Specifically, in Muhammad’s vision, the archangel appeared as a being of light endowed with 600 wings that filled the firmament and beat in it.
And in the case of Sufi Ruzbehan Babli, he relates the following: “In the first row, I saw Gabriel, like a maiden, like a moon amid the stars. Her hair was like a woman’s, for it fell in long braids. He wore a red suit interspersed with green… He is the most beautiful of the angels… his face is like a red rose.”
Archangel Gabriel Day
St. Gabriel’s Day was originally celebrated on March 24. In 1969, it was transferred to September 29 to be celebrated together with the other angels and archangels.
Churches that celebrate the Byzantine rite celebrate the archangel Gabriel on November 8. The Eastern Orthodox commemorates him on two additional days: March 26 is the “Synaxis of the Archangel Gabriel”, which is celebrated for his role in the Annunciation.
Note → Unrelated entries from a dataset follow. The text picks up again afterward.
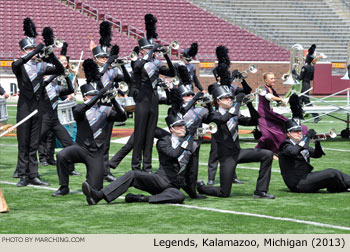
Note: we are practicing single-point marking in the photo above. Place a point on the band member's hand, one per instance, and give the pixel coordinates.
(111, 59)
(38, 48)
(236, 74)
(311, 133)
(239, 97)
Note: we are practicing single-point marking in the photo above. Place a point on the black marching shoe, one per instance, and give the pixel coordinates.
(237, 181)
(210, 182)
(24, 181)
(52, 162)
(15, 174)
(262, 195)
(129, 198)
(91, 194)
(317, 119)
(63, 190)
(44, 163)
(109, 178)
(200, 184)
(38, 181)
(74, 173)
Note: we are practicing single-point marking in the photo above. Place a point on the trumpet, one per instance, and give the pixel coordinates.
(174, 45)
(211, 128)
(205, 99)
(252, 69)
(113, 92)
(175, 80)
(73, 67)
(347, 75)
(44, 53)
(324, 136)
(124, 60)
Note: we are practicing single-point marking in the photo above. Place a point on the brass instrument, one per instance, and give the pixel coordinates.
(174, 45)
(252, 69)
(324, 136)
(296, 63)
(211, 128)
(124, 60)
(73, 67)
(44, 53)
(205, 99)
(175, 80)
(346, 76)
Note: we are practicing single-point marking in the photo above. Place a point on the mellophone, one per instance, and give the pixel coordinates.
(127, 103)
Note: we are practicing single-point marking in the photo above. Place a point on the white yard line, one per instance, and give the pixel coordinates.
(218, 210)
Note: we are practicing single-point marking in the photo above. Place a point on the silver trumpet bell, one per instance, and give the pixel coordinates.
(252, 69)
(175, 80)
(73, 67)
(211, 128)
(58, 43)
(123, 86)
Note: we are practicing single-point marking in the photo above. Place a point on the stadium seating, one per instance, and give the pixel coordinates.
(323, 22)
(72, 27)
(186, 23)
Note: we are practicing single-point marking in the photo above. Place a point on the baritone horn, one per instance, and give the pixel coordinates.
(174, 45)
(124, 60)
(296, 63)
(211, 128)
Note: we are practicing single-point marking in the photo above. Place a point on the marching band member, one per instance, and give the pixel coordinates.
(146, 72)
(186, 58)
(109, 75)
(164, 185)
(29, 74)
(271, 124)
(306, 76)
(57, 87)
(229, 151)
(294, 160)
(3, 92)
(91, 118)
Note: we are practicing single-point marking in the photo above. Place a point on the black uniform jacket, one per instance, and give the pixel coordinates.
(294, 161)
(168, 163)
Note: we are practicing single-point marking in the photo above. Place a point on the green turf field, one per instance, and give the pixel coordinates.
(33, 210)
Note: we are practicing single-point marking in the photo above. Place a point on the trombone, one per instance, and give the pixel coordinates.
(44, 53)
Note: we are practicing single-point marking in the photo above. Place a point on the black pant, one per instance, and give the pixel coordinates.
(146, 117)
(28, 134)
(46, 148)
(305, 99)
(331, 179)
(159, 187)
(214, 161)
(51, 123)
(77, 154)
(121, 154)
(228, 166)
(109, 130)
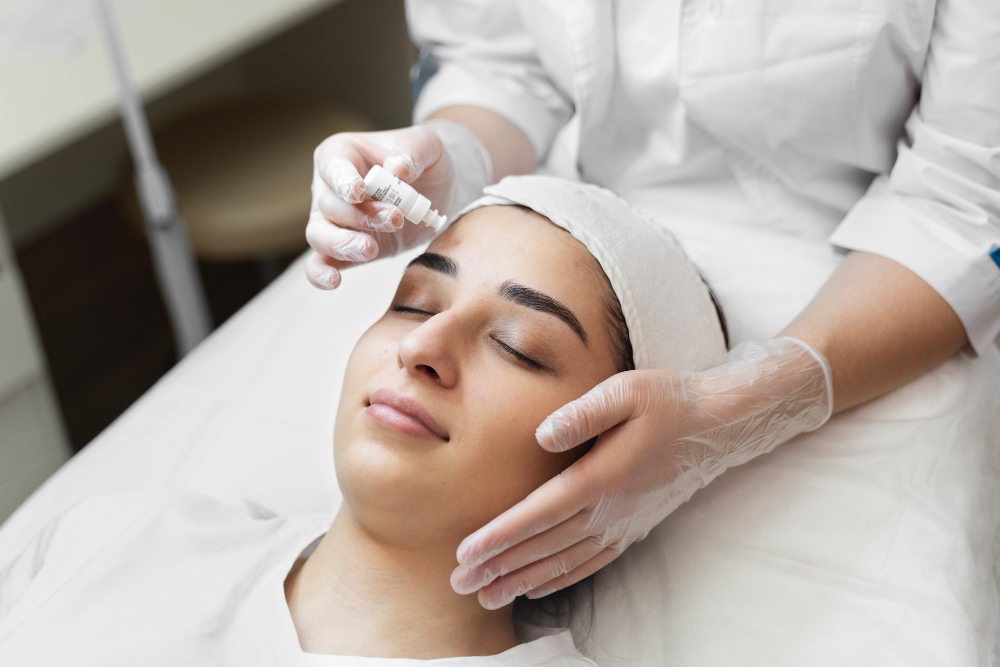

July 13 is known by the same name and celebrates all the appearances and miracles of the Archangel Gabriel throughout history.
This holiday originated on Mount Athos in the 9th century. It is said that the archangel appeared in a cell near Karyes, where he wrote with his finger on a stone the Hymn to the Theotokos.
The Church of Ethiopia celebrates its feast day on December 28. Many faithful make a pilgrimage to a church dedicated to St. Gabriel in Kulubi.